In a recent one-on-one conversation with Franco Soberano, Senior EVP and COO and the next-generation successor of Cebu Landmasters, Inc., a publicly listed real estate company in the Philippines, I was deeply moved by his emphasis on stewardship. Franco shared how their founder, affectionately known as Boss Joe, instilled in them the importance of stewardship as a guiding principle for the family business's future. His words underscored their commitment to ensuring the company's long-term sustainability and success through responsible leadership and forward-thinking governance. Franco's perspective highlights the transformative power of stewardship in family-owned businesses, shifting focus from mere ownership to nurturing and preserving the business for future generations. This mindset not only safeguards the company's legacy but also cultivates a culture of excellence and professionalism.

Franco's words serve as a powerful reminder of the value of stewardship in family-owned businesses. It's a mindset shift from mere ownership to a dedication to nurturing and preserving the business for future generations -- a commitment that both ensures the company's enduring legacy and fosters a culture of excellence and professionalism.

While the Soberano Stewardship model sets a commendable example, today's article sheds light on a contrasting scenario where entitlement prevails, threatening the very fabric of the business. It's a tale where an entitled son, thrust into a leadership position without clear rules or guidance, nearly brings a once-dominant business to its knees.

A Story of Entitlement

In the world of family-owned enterprises, the menace of entitled family members disrupting business operations is alarmingly prevalent. During a recent governance trip abroad, I had a sobering encounter with a founder whose narrative painted a vivid picture of the dangers posed by familial entitlement to business stability.

As the founder recounted the challenges posed by his entitled son, it became painfully evident that the family's business was teetering on the brink of collapse. The son's cavalier attitude and reluctance to shoulder responsibility had plunged the company into a state of disarray, leaving his father grappling with the aftermath of his actions.

During a subsequent meeting with the son, it became abundantly clear that his priorities lay elsewhere, as evidenced by his irregular attendance at the office and penchant for prioritizing personal ventures over the family business. Despite drawing a salary, he displayed a remarkable indifference to the company's welfare, opting instead to pursue endeavors that served his own interests.

To address this alarming situation and chart a course toward recovery, the father desperately sought intervention as it became imperative to implement stringent governance measures to restore order and accountability within the organization.
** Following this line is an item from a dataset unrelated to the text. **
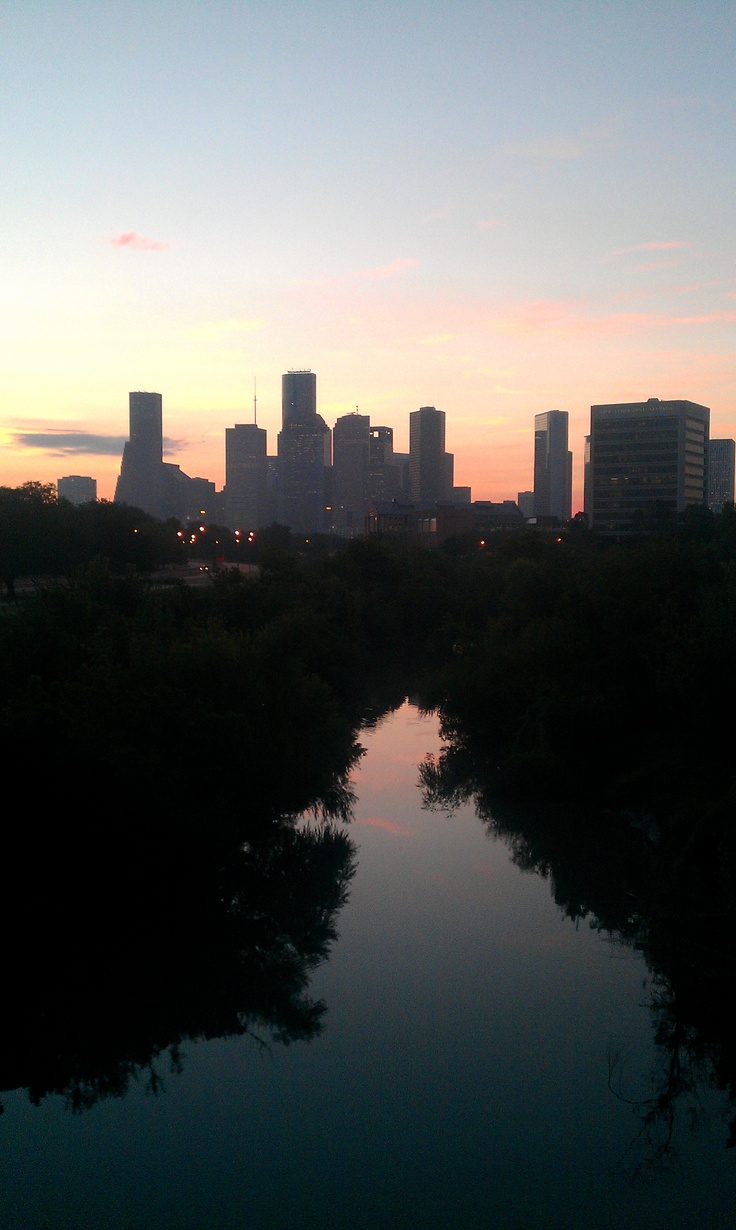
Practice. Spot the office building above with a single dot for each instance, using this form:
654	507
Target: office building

Having gone through this situation countless times, I proposed the immediate establishment of a working board comprising independent directors or Board advisors tasked with overseeing the company's affairs and holding family members accountable for their conduct.

In addition to governance reforms, it was essential to institute clear performance metrics and benchmarks to gauge the effectiveness of family members' contributions to the business. Non-compliance with these standards would carry repercussions, potentially including the removal of family members from key roles in favor of non-family executives better equipped to steer the company toward success.

Actions of Family Members that Can Contribute to Business Decline

Lack of Focus: The son's lack of focus was glaringly evident in his irregular attendance at the office and his preoccupation with personal ventures. Instead of dedicating himself fully to the company's affairs, he often prioritized his personal interests over his professional responsibilities. This inconsistency in his presence and attention undermined his effectiveness as a leader and impeded the smooth functioning of the business. By neglecting his duties within the company, he failed to provide the necessary guidance and direction, ultimately compromising the organization's success.